"Le solaire est présenté comme un bouc émissaire", regrette Jérémy Simon (SER)

En amont de son colloque national sur le solaire photovoltaïque, organisé le 20 mai à Bordeaux, le Syndicat des énergies renouvelables s'alarme des attaques dont la filière ferait l'objet. XPair s'est entretenu avec son délégué général adjoint, Jérémy Simon, alors que plusieurs propositions de loi en cours de discussion à l'Assemblée nationale font planer des menaces au-dessus des professionnels du secteur.
XPair : À quelques jours du colloque que vous lui consacrez, comment décririez-vous la situation de la filière photovoltaïque française ?
Jérémy Simon :
Selon vous, en quoi consistent ces attaques ?
J. S. : Sur les installations au sol, il y a eu des risques à la faveur de la proposition de loi de Pascal Lecamp (Modem) sur le partage de la valeur de terres agricoles et visant à "assurer le développement raisonné et juste de l’agrivoltaïsme". Après la promulgation de la loi Aper (Accélération de la production d'énergies renouvelables), on s’était résolu au fait qu’il y avait désormais un cadre mais avec un trou dans la raquette.
Nous avons alerté sur le fait que cette PPL était l’occasion de revenir sur la loi Aper en instaurant un seuil minimal pour les installations agrivoltaïques. Le texte est finalement sorti du calendrier parlementaire ; la menace s’est éloignée mais le solaire au sol fait face à d'autres dangers.
Sur le solaire en toiture, plusieurs PPL sont discutées en ce moment, dont celle d’Harold Huwart (Liot) sur la simplification de l'urbanisme et du logement (voir ci-dessous), qui veut revenir sur les obligations de solarisation des façades et des parkings. Nous sommes très inquiets sur l’atterrissage de ce texte car on s’oriente vers un détricotage des avancées obtenues par la loi Aper.
"On se demande où et quand tout cela va s’arrêter. Tous les acquis obtenus, on est en train de les perdre."
L’Assemblée nationale a voté des amendements pour supprimer la disposition prévoyant de relever de 500 à 1.100 m² le seuil d'obligation de solarisation des bâtiments. C'est positif et cela traduit un retour à la raison.
Mais comme je le disais, quand une menace s’éloigne, une autre apparaît sous la forme d'un amendement déposé par Olivia Grégoire (EPR), qui substitue à l'obligation de solarisation des parkings une obligation portant soit sur la solarisation, soit sur la plantation d'arbres à large canopée, soit sur un mix des deux.

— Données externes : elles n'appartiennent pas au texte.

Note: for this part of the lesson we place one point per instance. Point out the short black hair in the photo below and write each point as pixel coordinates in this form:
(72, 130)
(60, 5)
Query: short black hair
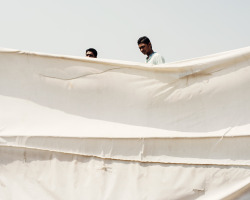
(143, 39)
(93, 51)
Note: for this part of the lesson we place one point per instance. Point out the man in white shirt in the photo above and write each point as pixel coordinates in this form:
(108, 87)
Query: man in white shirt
(145, 47)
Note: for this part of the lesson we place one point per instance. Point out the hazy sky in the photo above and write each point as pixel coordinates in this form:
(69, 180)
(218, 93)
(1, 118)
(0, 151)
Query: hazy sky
(178, 29)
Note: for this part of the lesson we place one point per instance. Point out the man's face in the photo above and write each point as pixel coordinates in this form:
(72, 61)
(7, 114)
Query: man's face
(145, 48)
(90, 54)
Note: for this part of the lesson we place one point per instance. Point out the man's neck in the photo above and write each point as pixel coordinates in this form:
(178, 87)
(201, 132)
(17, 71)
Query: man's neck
(148, 54)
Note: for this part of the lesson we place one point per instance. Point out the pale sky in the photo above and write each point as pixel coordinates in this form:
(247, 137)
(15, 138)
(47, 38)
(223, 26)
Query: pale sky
(178, 29)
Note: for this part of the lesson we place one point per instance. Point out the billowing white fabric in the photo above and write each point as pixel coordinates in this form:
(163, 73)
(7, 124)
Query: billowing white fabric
(82, 128)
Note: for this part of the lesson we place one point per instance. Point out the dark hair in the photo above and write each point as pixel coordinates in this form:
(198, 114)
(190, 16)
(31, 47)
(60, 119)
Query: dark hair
(93, 51)
(143, 39)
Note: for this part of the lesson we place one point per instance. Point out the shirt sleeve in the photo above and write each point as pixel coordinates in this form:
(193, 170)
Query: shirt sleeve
(159, 60)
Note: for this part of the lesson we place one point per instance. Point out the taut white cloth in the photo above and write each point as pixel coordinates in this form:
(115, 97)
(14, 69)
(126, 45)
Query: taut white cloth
(82, 128)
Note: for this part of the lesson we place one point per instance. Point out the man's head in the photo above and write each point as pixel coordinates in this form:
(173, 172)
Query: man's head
(144, 45)
(92, 53)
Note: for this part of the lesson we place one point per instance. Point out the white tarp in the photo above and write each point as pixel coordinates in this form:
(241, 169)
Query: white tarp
(80, 128)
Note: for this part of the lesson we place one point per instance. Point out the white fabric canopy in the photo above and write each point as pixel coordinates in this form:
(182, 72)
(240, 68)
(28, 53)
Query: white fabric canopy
(82, 128)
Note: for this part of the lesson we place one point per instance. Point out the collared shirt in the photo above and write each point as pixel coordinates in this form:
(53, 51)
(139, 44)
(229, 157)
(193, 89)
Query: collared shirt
(155, 59)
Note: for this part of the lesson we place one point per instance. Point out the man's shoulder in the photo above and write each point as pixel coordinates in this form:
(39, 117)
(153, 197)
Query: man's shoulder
(158, 59)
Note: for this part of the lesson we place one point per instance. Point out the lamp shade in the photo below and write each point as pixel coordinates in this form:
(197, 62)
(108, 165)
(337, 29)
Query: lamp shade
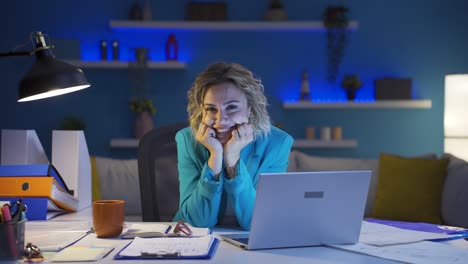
(50, 77)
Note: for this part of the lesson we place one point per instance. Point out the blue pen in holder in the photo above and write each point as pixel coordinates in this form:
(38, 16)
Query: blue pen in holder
(12, 240)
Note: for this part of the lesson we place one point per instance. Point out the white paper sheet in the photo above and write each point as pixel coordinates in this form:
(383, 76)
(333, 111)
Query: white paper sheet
(381, 235)
(193, 246)
(162, 228)
(421, 252)
(55, 235)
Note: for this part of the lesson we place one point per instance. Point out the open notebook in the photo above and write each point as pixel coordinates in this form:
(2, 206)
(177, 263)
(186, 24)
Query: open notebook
(150, 230)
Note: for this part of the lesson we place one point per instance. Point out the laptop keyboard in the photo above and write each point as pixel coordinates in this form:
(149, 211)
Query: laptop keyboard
(243, 240)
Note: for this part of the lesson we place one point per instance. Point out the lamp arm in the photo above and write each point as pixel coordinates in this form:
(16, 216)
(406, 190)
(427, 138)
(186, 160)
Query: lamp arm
(16, 53)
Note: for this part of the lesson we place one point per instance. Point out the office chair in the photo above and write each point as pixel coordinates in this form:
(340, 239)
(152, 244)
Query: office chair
(158, 174)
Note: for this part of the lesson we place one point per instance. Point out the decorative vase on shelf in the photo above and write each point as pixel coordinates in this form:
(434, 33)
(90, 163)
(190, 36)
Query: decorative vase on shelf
(172, 48)
(144, 110)
(147, 12)
(305, 90)
(276, 12)
(136, 12)
(143, 124)
(351, 84)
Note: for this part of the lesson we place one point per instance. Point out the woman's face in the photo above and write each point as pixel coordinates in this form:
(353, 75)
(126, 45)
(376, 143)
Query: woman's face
(224, 107)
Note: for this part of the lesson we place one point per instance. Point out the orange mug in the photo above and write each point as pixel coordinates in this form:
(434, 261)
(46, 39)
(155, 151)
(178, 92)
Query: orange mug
(108, 217)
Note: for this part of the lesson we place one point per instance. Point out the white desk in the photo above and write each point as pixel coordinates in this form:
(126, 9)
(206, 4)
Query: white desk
(227, 253)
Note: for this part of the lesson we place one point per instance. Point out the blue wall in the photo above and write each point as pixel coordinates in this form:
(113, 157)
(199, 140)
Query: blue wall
(395, 38)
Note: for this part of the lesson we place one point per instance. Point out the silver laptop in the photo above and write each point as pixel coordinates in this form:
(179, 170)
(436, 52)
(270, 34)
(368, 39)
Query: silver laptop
(295, 209)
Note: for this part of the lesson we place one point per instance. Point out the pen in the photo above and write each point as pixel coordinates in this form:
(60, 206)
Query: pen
(6, 213)
(10, 230)
(160, 255)
(168, 230)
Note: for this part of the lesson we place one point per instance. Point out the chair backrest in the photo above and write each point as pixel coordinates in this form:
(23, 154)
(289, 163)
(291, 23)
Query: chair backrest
(158, 173)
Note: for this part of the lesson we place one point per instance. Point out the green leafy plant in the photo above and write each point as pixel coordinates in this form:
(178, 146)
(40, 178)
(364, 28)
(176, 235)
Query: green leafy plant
(336, 22)
(140, 105)
(72, 123)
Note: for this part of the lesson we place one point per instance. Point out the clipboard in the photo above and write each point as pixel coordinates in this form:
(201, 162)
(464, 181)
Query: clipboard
(210, 253)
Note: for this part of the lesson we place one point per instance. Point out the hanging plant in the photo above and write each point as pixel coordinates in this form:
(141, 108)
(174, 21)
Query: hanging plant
(336, 22)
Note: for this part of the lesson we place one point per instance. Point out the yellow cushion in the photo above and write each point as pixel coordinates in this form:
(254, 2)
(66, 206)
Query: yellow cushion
(409, 189)
(96, 189)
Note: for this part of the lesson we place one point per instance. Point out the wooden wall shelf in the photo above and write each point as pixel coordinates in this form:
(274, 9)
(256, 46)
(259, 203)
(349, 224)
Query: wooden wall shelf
(170, 65)
(421, 104)
(223, 25)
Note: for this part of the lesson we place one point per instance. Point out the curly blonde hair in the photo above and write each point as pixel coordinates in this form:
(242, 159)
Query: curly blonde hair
(242, 78)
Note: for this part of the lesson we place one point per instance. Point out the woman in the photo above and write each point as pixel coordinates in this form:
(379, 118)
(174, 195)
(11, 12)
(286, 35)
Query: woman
(229, 143)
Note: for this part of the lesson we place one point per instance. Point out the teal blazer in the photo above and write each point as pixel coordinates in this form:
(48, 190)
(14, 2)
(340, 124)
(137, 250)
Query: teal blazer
(203, 199)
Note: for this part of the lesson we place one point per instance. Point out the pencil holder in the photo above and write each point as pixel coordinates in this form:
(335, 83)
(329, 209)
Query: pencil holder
(12, 240)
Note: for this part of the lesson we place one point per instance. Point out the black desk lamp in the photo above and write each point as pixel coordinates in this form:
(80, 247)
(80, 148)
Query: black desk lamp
(48, 76)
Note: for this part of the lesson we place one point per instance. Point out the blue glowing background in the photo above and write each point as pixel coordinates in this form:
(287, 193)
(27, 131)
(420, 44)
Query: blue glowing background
(397, 38)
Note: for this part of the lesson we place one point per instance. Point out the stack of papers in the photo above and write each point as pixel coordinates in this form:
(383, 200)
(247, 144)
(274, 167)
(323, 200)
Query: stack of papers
(177, 247)
(55, 235)
(406, 245)
(149, 230)
(382, 235)
(82, 253)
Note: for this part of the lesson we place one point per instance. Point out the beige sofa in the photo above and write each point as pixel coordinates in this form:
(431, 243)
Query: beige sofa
(118, 179)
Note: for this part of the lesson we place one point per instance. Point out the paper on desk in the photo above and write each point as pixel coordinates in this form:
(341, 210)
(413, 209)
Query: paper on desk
(58, 226)
(421, 252)
(382, 235)
(53, 240)
(194, 246)
(161, 228)
(82, 253)
(55, 235)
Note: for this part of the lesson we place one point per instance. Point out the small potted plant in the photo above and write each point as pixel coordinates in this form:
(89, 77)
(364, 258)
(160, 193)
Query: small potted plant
(351, 83)
(336, 22)
(144, 109)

Par conséquent, il n'existe plus aucune obligation formelle de solarisation pour ces parkings, puisqu'il suffira d'y planter des arbres pour se mettre en conformité avec la loi. C'est le résultat d'un lobby constant et significatif de la grande distribution qui veut protéger la valeur de ses réserves foncières.
La révision de l'arrêté tarifaire du segment S21 a aussi fait grincer des dents...
J. S. : Le S21 est le segment le plus dynamique depuis trois ans. Nous travaillons avec l’administration sur la mise en œuvre d’un appel d’offres simplifié qui prendrait le relais, à la rentrée 2025, du segment 100-500 kilowatts-crête. On espère que le groupe de travail piloté par la DGEC (Direction générale de l'énergie et du climat) permettra de faire démarrer cet appel d’offres avec un volume de projets suffisant pour que la filière ne s’éteigne pas.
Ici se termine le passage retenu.